Unfortunately, this does not necessarily mean the world is a safer place. The deadly weapons of mass destruction have proved phantom in Iraq, but the Bush administration is now doing its best to ensure that the world becomes increasingly unstable and armed to the teeth. Although the nuclear threat from Iraq proved to be nonexistent, the United States' threat to use nuclear weapons and make a shambles of nuclear arms control is alarmingly vibrant.

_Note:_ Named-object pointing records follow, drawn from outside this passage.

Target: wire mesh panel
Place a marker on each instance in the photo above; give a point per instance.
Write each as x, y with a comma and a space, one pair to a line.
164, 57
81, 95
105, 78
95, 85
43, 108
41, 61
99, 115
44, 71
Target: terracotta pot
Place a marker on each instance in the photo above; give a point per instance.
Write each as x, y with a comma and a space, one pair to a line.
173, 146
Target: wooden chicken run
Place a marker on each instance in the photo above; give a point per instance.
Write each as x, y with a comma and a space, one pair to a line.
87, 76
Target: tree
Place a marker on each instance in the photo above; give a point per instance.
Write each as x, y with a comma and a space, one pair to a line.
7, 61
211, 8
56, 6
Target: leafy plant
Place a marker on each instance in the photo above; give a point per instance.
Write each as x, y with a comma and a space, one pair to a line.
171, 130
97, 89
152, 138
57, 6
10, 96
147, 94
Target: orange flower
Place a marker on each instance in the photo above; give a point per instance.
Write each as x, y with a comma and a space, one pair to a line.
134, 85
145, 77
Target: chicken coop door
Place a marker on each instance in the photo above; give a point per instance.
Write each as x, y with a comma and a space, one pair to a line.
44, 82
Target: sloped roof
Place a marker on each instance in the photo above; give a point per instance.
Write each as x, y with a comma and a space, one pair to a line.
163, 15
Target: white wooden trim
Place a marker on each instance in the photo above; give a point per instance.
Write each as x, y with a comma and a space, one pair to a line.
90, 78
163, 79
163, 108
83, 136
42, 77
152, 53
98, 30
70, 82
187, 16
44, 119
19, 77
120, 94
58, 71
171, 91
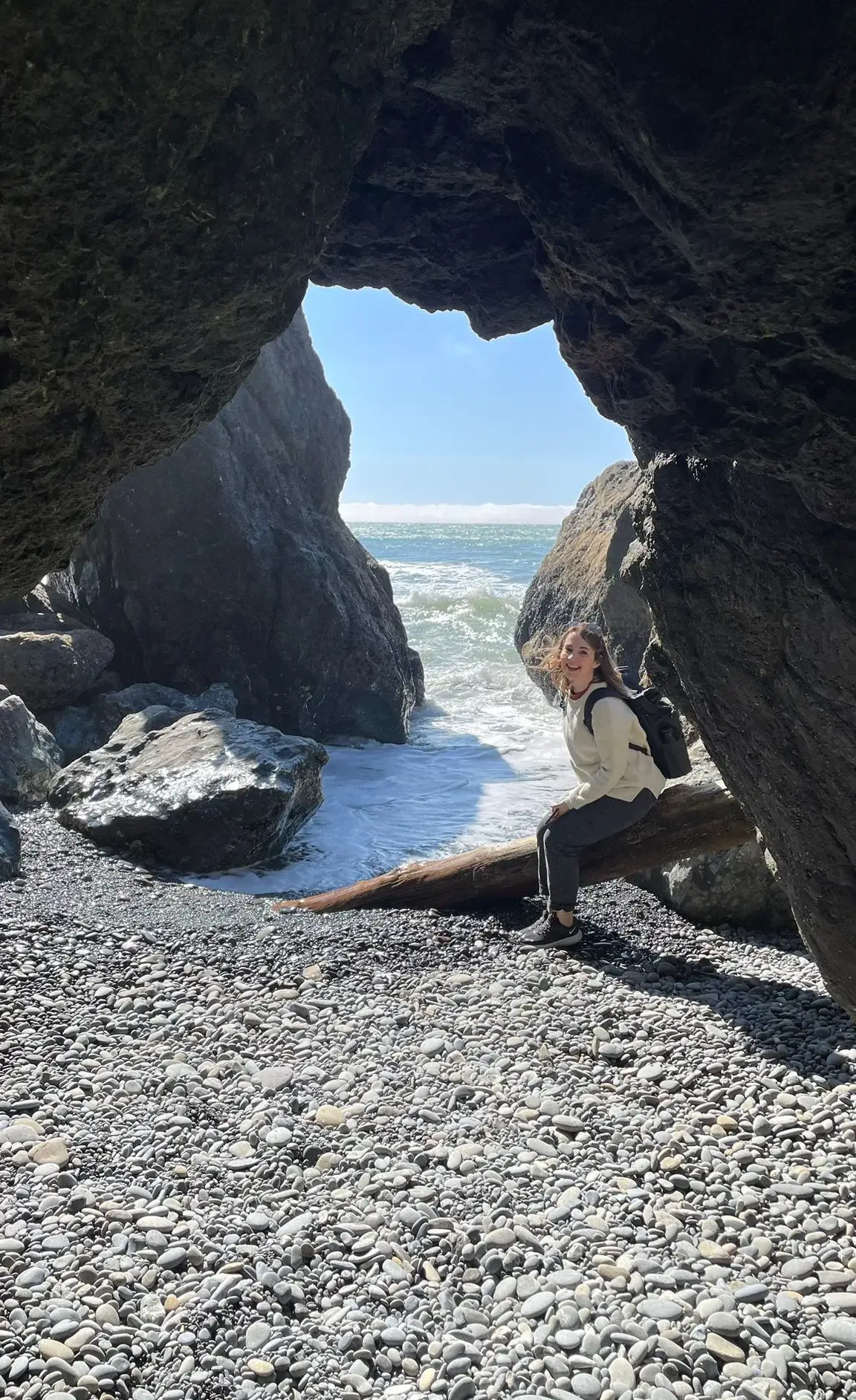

In its latest bid to frighten the planet into a constant state of shock and awe, our government is accelerating its own leading-edge weapons-of-mass-destruction program: President Bush's allies on the Senate Armed Services Committee have approved ending a decade-old ban on developing atomic battlefield weapons and endorsed moving ahead with creating a nuclear "bunker-buster" bomb. They also rubber-stamped the administration's request for funds to prepare for a quick resumption of nuclear weapons testing.

What's going on here? Having failed to stop a gang of marauders armed with nothing more intimidating than box cutters, the U.S. is now using the "war on terror" to pursue a long-held hawkish Republican dream of a "winnable nuclear war," as the president's father memorably described it to me in a 1980 Times interview. In such a scenario, nukes can be preemptively used against a much weaker enemy — millions of dead civilians, widespread environmental devastation and centuries of political blowback be damned.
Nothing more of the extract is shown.